His forehead creased as his stomach lurched to the left.
“Sir, I’m picking up a gravity anomaly,” Jonathan chimed. It had taken David months to grow accustomed to the penetrating voice of his artificial intelligence system.
His fingers moved through the liquid control panel in which they were submerged, expanding the visual display on his HUD. Seeing nothing, he turned on the grav sensors.
His HUD exploded with data as a gravity well formed two hundred yards away. His heart sank. It could only mean one thing. The Azrael were sending reinforcements.
“Sir, I strongly suggest—”
“I see it, I see it,” he muttered, cutting Jonathan off.
Spinning up his machine, he flipped the coms on.
“Commander Nam Rood, this is David Ryelle, do you copy?”
A voice answered him, a thin, distorted buzz making its way through the debris field. “David, where the hell are you?”
“About seven nanosecs above you.

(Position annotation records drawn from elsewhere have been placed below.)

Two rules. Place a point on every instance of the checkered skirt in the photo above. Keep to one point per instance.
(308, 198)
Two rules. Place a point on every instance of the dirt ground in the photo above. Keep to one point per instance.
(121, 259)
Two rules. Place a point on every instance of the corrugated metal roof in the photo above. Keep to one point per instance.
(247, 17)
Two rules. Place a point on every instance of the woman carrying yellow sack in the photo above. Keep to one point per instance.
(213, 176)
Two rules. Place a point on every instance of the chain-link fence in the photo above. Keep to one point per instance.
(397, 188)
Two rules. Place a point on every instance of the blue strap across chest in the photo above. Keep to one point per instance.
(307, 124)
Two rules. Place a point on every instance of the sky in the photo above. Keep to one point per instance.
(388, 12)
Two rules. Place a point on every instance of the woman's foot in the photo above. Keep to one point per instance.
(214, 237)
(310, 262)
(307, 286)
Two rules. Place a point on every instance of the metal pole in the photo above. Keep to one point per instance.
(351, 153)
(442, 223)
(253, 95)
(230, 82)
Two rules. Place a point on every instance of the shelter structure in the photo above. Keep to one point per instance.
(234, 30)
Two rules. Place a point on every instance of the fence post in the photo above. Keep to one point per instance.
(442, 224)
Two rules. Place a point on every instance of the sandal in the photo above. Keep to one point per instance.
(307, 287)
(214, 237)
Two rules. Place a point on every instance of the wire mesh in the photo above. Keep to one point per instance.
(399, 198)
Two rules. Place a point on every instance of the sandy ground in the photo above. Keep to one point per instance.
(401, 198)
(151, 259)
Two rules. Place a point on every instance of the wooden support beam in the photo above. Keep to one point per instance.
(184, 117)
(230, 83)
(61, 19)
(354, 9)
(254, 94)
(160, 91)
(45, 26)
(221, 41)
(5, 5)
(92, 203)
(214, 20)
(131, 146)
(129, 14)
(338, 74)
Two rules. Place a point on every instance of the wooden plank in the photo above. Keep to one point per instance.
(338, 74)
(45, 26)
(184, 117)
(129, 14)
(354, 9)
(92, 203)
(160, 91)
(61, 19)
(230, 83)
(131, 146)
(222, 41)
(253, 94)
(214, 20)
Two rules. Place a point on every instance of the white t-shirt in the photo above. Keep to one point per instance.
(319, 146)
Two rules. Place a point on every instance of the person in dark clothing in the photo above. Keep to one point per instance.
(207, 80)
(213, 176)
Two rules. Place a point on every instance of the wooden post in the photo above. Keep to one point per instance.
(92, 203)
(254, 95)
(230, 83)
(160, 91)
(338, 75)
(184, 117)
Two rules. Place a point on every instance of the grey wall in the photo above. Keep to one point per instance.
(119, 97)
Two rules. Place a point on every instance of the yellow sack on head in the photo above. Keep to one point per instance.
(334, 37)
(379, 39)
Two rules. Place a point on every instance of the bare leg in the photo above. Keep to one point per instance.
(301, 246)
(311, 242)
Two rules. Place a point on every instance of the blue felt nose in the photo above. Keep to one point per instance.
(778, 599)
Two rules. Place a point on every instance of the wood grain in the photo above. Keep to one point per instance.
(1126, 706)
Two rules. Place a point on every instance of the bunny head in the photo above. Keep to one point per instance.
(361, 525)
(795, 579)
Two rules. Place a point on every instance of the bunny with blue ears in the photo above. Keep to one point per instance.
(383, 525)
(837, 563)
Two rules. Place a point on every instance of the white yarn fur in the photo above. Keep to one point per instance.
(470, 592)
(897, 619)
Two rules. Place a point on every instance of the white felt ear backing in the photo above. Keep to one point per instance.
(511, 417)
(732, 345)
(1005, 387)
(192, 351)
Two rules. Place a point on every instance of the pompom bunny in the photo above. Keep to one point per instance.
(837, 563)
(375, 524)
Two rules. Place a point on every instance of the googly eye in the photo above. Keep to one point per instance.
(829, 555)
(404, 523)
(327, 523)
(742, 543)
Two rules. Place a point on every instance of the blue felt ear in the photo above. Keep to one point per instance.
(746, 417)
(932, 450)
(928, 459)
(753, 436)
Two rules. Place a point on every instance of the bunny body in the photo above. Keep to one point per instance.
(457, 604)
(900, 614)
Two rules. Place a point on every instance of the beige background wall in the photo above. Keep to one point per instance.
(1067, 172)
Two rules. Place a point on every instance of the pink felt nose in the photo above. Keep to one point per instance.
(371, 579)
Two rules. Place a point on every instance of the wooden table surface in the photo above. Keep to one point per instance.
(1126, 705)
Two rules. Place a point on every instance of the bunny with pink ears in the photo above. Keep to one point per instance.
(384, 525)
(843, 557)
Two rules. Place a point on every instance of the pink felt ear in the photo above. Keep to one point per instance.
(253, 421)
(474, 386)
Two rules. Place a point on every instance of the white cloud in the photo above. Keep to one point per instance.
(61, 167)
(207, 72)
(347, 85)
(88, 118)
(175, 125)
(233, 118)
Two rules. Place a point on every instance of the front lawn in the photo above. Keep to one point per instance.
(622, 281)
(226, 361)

Gorgon needed a breather.” He patted the Jugger interface. “A colossal gravity well just blew up my sensors.”
He swam in silence for a moment, punctuated by a brilliant flash as one of the three remaining batteroons, hulking battle cruisers roughly three miles in length, exploded, sending huge spiraling chunks of metal through the rest of the Alliance fleet.
“Dammit! How big are we talking?”
David’s fingers danced again as he spun the Jugger around, backing away from the pull of the well.
“Sir, by my calculations, the mass of the objects coming through is equivalent to at least sixteen batteroons,” Jonathan interjected.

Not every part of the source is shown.